SFB 980Project leader: Jürgen Renn, Freie Universität Berlin, Humboldt Universität zu Berlin, Alexander von Humboldt Foundation, Edition Open Sources, University of Oklahoma, SYRTE Paris Observatory

This research endeavor brings into focus the mechanisms of institutionalization, dissemination and transformation of knowledge, especially of scientific practices (e.g., experimental approaches, standards of observation, argumentative methods) and of natural theories (e.g., Copernican astronomy, Galilean mechanics, Cartesian medicine), in the academic discourse as well as in the popular culture of the early modern period.


The institutionalization of knowledge in the framework of the universities implied the embedding of new theories in existing curricula and cultural traditions. In this context, conflicts between innovators and traditionalists often led to conflict but also to negotiations, which aimed at merging novel and old doctrines (as witnessed by the rhetorical-epistemological transformations of canonical sources on astronomy). Early modern teaching institutions were connected by territorial, political and confessional ties. Hence, cultural and ideological issues, as well as philosophical trends informed statutes, curricula and teaching.


Juleum Novum, the auditorium and library building of the University of Helmstedt (1592).

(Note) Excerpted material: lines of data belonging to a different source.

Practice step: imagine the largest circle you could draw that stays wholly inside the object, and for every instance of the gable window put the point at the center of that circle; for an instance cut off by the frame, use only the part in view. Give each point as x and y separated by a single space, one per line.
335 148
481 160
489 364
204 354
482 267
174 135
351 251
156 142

The institutionalization of scientific academies was marked by the progressive shift from a social knowledge system based on patronage to one based on statesponsored organizations, complemented by the creation of collective and experiment-based scientific communities tied to the political power. The establishment of these new learned bodies institutionalized specific scientific practices, alternative processes of legitimacy, as well as new protocols of argumentation and communication, which are reconstructed through a comparative study of the Florentine Accademia del Cimento (founded in 1657), the Royal Society (London 1660) and the Académie Royale des Sciences (Paris 1666).


Henri Testelin, Colbert Presenting the Members of the Royal Academy of Sciences to Louis XIV in 1667 (second half of XVII Century).


Less formalized circles and international networks of scholars (e.g., the humanistic Respublica Literarum) circulated ideas, knowledge and techniques via exchanges of letters, books, data and scientific objects, and reinforced their collective identity through adherence to shared values. At the same time, the printing press enabled international exchanges among the elites as well as the emergence of a popular scientific discourse in vernacular languages (as showed by the wide literature on supernovas and comets). The new means of communication of knowledge also led to the creation of the first scientific journals such as the Philosophical Transactions, the Journal des Sçavants and the Acta eruditorum.


Anonymus Broadsheet, Des Neuen Wundergroßen Comet-sterns von West westsüd gegen Nordost eigener Lauf (…)  in Nürnberg observiert und vor Augen gestellt (Nürnberg: Sandrart, 1681); in ECHO.


The Philosophical Transactions and collections, to the year 1700 (London 1716); in ECHO.